Using the Twitter API and NLP to analyze the tweets of different users.

Eugene Aiken
4 min readJan 20, 2018
2017 U.S. Presidential Candidates Donald Trump & Hillary Clinton

Yesterday I worked on arguably one of the most interesting projects in my burgeoning data science career. Some kind soul was nice enough to put a Python wrapper on the Twitter API so we could use classes and perform methods on it just like we would with any other Python application. So at this point, the possibilities with Twitter and Python are endless. And by endless I mean limited to your knowledge of Python, how well you can Google answers on Stack Overflow, and definitely limited by how many times you can hit the Twitter server per 15 minute intervals (it’s 200).

The Project

Take two Twitter users, scrape their tweets, run them through a natural language processor like Count Vectorizer or TF-IDF Vectorizer, classify with a machine learning algorithm like Logistic Regression or KNN, and finally, use the predict proba method to determine the probability that a particular tweet came from a particular user.
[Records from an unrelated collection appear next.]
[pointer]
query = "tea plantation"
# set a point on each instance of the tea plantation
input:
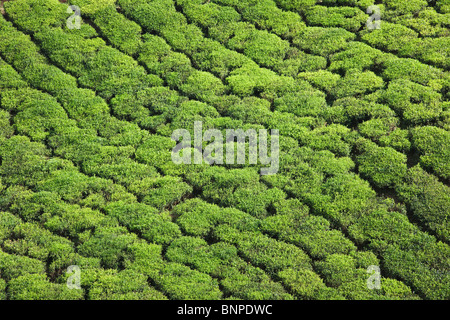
(86, 172)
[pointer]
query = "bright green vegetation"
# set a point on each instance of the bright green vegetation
(86, 176)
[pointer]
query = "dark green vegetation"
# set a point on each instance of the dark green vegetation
(86, 176)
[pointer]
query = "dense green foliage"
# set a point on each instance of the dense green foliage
(87, 179)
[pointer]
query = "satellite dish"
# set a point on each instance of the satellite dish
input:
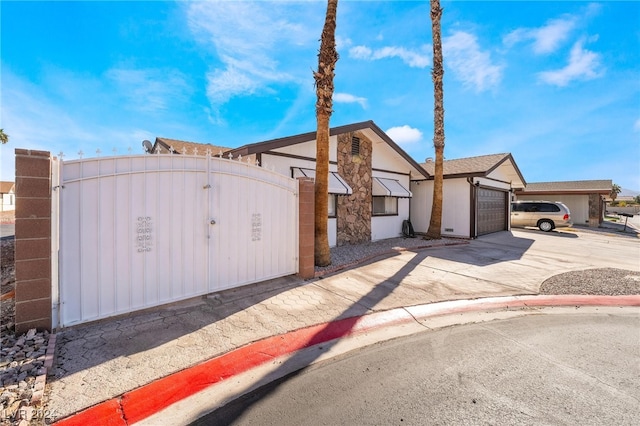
(148, 146)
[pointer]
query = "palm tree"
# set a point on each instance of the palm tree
(327, 58)
(4, 138)
(615, 190)
(435, 224)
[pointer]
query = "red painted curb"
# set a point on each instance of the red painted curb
(146, 400)
(142, 402)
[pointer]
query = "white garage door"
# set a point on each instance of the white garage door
(492, 211)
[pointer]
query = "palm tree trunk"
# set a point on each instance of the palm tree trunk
(435, 224)
(327, 58)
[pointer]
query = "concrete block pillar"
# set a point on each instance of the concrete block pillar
(33, 240)
(306, 229)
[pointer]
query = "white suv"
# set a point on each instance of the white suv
(546, 215)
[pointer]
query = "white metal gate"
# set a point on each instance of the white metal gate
(140, 231)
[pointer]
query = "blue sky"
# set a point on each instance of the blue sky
(557, 84)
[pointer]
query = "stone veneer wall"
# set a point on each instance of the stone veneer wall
(33, 240)
(354, 211)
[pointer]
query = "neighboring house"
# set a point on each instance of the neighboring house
(175, 146)
(369, 179)
(585, 198)
(7, 196)
(476, 195)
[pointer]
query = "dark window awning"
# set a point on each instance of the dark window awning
(337, 184)
(383, 187)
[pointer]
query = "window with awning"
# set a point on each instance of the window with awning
(337, 184)
(384, 187)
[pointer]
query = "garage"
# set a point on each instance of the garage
(492, 211)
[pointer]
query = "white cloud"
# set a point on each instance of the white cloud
(415, 59)
(246, 37)
(469, 63)
(404, 135)
(346, 98)
(583, 65)
(149, 90)
(546, 39)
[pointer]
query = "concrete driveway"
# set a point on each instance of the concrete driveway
(145, 347)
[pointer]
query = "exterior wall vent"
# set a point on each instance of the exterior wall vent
(355, 146)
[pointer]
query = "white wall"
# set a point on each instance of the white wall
(283, 165)
(421, 204)
(391, 226)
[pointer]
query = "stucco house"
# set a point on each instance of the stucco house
(7, 196)
(370, 176)
(585, 198)
(477, 192)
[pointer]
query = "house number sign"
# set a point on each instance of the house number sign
(144, 234)
(256, 227)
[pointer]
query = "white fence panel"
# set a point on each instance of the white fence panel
(137, 231)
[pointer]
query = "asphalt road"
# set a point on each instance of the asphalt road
(578, 368)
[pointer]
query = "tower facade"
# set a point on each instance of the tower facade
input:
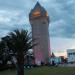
(39, 21)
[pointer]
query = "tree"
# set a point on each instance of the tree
(20, 42)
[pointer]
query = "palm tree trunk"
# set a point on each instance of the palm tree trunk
(20, 65)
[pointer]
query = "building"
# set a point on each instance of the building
(39, 21)
(54, 60)
(71, 55)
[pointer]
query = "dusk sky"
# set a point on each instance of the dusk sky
(15, 14)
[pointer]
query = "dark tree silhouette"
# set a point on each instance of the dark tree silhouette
(20, 42)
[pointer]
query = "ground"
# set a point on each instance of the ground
(43, 71)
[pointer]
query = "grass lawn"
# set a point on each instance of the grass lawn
(43, 71)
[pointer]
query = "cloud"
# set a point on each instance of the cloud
(15, 14)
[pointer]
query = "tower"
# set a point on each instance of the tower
(39, 21)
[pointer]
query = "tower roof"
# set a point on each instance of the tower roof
(38, 10)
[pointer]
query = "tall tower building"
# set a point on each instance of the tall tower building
(39, 21)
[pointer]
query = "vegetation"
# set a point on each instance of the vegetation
(44, 71)
(19, 41)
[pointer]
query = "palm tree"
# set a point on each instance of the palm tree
(20, 42)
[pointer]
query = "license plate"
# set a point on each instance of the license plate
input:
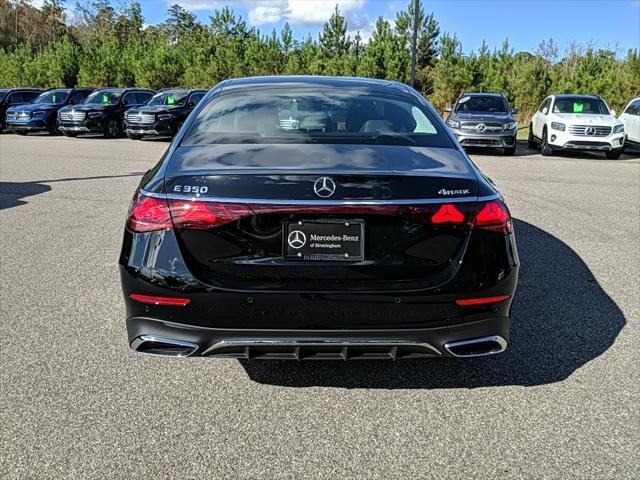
(323, 240)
Love him or hate him (for this particular reason or others), there is probably no more iconic tweeter than the current President of these United States, Donald J. Trump. The Commander-In-Chief is known for his legendary 3 a.m. tweet rants that leave his supporters cheering, and the rest of us scratching or shaking our heads.

Speaking of the former U.S Senator, Secretary of State, First Lady of the United States, and 2017 U.S. Presidential Democratic Nominee Hillary Clinton, Trump has what you could call a less than favorable opinion of the matriarch of the Clinton political dynasty. Needless to say, there’s no love lost on her end.
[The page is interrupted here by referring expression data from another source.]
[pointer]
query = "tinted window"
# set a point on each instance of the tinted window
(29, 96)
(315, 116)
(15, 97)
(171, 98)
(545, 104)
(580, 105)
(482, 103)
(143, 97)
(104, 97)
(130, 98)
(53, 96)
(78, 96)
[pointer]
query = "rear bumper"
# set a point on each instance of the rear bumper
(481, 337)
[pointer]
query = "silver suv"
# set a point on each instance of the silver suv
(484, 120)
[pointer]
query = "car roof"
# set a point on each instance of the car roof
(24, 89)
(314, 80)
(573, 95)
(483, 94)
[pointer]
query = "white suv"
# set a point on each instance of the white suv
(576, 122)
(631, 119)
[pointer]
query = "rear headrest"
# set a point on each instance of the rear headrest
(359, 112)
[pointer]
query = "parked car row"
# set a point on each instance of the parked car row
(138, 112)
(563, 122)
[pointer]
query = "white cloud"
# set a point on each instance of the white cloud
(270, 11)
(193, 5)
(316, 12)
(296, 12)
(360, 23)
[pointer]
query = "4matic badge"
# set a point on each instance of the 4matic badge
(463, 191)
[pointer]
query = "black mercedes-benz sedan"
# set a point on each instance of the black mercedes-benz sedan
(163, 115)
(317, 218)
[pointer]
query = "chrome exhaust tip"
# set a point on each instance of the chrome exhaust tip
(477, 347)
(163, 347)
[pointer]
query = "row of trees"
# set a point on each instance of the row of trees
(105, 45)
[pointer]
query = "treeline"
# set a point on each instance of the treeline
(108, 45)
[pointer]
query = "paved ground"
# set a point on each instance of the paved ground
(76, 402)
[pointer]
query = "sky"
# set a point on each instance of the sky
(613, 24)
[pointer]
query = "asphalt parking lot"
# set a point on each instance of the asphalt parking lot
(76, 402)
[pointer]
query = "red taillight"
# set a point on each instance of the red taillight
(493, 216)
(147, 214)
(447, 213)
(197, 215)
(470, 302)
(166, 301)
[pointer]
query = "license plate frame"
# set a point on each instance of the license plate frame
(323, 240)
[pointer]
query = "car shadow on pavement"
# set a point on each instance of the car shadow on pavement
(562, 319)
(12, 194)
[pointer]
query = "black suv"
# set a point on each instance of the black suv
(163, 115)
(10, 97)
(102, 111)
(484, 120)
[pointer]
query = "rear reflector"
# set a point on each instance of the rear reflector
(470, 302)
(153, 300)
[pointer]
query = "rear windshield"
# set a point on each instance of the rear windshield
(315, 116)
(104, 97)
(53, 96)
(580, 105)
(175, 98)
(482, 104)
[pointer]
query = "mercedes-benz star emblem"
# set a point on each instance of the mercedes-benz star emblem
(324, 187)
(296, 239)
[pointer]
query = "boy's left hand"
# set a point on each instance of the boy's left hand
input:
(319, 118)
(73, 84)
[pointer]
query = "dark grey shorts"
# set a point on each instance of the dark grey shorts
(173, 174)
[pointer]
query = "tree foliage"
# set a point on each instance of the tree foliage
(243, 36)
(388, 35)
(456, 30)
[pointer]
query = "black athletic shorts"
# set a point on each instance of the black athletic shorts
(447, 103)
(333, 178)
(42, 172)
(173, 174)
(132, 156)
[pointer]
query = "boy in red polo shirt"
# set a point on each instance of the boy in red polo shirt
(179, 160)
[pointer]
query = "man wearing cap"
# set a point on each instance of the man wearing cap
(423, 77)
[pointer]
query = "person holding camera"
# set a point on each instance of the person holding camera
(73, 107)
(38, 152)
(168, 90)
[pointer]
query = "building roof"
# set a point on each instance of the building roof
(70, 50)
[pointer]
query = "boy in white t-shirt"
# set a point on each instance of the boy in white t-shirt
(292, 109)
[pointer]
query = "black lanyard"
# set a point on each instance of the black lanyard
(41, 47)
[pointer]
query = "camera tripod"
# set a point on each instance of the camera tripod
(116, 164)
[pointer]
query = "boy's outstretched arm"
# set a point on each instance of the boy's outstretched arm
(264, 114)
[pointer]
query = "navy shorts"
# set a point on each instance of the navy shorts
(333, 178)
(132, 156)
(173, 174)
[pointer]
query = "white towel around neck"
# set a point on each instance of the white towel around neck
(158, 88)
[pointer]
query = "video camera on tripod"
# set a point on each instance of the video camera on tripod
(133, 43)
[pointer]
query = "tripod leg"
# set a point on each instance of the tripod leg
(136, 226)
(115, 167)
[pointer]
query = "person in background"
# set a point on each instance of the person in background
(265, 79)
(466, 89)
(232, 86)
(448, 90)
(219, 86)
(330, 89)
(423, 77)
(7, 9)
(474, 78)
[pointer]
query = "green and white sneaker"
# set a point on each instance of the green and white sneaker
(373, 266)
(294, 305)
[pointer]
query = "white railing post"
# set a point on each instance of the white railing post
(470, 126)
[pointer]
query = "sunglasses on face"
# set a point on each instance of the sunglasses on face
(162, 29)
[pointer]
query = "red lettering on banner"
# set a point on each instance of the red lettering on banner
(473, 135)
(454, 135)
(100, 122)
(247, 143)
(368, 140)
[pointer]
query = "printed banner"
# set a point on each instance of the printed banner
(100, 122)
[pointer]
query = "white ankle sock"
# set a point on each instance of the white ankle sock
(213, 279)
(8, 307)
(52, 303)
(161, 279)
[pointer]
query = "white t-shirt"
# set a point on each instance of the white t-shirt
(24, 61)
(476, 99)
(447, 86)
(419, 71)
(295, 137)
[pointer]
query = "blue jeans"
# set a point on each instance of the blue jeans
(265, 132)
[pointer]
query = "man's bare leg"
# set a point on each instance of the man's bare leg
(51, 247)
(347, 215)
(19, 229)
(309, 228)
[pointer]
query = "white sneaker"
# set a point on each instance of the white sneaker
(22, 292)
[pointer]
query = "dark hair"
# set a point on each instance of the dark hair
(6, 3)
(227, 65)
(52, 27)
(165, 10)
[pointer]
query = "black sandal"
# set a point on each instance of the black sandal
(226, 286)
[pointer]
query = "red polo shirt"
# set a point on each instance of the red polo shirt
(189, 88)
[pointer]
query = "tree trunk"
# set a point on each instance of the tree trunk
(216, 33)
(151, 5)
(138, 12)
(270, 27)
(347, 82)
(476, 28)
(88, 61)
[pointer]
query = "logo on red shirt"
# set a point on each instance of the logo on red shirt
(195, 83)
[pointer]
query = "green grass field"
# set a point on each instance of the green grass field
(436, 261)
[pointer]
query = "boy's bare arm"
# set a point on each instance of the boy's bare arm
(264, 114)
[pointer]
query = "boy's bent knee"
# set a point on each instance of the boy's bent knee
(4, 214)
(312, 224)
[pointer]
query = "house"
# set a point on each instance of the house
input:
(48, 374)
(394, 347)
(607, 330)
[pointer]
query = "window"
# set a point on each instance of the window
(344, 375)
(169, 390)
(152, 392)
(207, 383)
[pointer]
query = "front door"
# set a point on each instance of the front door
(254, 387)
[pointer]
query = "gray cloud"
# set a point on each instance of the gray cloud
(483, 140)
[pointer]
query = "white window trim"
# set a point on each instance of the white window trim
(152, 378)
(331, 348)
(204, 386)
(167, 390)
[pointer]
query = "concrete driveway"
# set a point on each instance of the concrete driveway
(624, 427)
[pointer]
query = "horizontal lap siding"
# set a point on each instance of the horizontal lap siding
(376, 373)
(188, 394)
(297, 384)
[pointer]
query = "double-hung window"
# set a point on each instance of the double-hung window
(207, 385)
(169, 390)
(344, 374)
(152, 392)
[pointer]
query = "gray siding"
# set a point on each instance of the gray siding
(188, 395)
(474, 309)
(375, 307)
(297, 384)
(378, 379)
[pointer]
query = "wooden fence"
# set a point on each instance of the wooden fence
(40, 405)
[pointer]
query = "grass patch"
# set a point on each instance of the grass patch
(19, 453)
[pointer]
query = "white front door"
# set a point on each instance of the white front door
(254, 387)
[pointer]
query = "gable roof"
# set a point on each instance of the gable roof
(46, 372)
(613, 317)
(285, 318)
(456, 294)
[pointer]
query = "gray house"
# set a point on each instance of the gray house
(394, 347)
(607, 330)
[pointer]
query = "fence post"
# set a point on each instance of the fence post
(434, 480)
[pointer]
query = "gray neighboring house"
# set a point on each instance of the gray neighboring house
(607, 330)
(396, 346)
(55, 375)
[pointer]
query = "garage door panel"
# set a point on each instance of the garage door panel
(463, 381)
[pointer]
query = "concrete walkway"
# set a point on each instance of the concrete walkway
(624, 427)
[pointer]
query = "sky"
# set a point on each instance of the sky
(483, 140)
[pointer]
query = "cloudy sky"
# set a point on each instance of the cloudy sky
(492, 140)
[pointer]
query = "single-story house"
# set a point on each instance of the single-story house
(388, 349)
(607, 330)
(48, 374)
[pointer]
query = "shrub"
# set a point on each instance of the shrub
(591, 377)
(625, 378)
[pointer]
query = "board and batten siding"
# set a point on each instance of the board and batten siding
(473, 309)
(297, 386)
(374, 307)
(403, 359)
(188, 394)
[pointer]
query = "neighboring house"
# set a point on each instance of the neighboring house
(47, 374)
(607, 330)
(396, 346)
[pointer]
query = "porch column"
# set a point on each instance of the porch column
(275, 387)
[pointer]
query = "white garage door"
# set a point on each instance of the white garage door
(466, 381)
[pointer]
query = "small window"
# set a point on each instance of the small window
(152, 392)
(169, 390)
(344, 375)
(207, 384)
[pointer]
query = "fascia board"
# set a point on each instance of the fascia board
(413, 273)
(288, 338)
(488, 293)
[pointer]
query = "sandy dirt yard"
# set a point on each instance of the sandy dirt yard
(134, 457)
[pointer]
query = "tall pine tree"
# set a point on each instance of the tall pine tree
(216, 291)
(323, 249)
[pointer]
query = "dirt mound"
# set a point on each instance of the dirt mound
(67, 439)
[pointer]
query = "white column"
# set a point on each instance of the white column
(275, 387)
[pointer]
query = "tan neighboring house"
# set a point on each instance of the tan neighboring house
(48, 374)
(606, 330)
So, I compared their tweets against one another to find out which of their tweets had the highest probability of coming from either Trump or Hillary. Here’s how I did it.

Part One

Step One

Using a function called Tweet Miner, I mined the tweets of the Donald and Hillary and put them into a pandas dataframe.

Step Two

I then merged the two data frames into one and passed the new merged data frame through a natural language processing package in Python called TF-IDF Vectorizer to pull out, analyze, and rank the n-grams within each tweet.

Step Three

I processed the tweets and built a model so that I could do the necessary classification of each tweet.

I did this by:

  • Cleaning and vectorizing the input data with textacy and creating a target vector
  • Intializing a model
  • Grid Searching for optimal hyperparameters using GridSearchCV and LogisticRegression algorithms in Sci-kit Learn.
  • Training and fitting optimized model
  • Evaluating the performance of the model by plugging tweets from each person back into the model, using the predict proba method, and having it return a confusion matrix

Step Four

I took the array created by using the predict proba method and turned it into its own data frame. I then merged the existing input data frame with the new data frame containing the predicted probabilities of each tweet. I then filtered the data frame to give me the tweets of each person and made them their own data frames. Lastly, I ran a list comprehension to find the tweets with the highest and lowest predicted probabilities in each data frame.

Low and behold, here are the results:

The HIGHEST probability Trump Tweet

The LOWEST probability Trump Tweet

The HIGHEST probability Hillary Tweet

The LOWEST probability Hillary Tweet

It was very interesting to see which tweets my model predicted to be the most and least likely to come from Trump and Hillary. So this begged the question “What if I ran this process on the tweets of people I know”?

Part Two

I decided to do this with some of the tweets of my old colleagues at The Tab Media Inc. in Brooklyn. They have been making national headlines recently by publishing the famed story about Aziz Ansari and his behavior on a date with a girl who went by the name “Grace”(not her real name), thereby changing the conversation surrounding consent in the era of the #MeToo movement. The people whose tweets I chose to compare were Babe.net editor and writer Amanda Ross and Una Dabiero, and Tab Media editors Matt McDonald and Josh Kaplan.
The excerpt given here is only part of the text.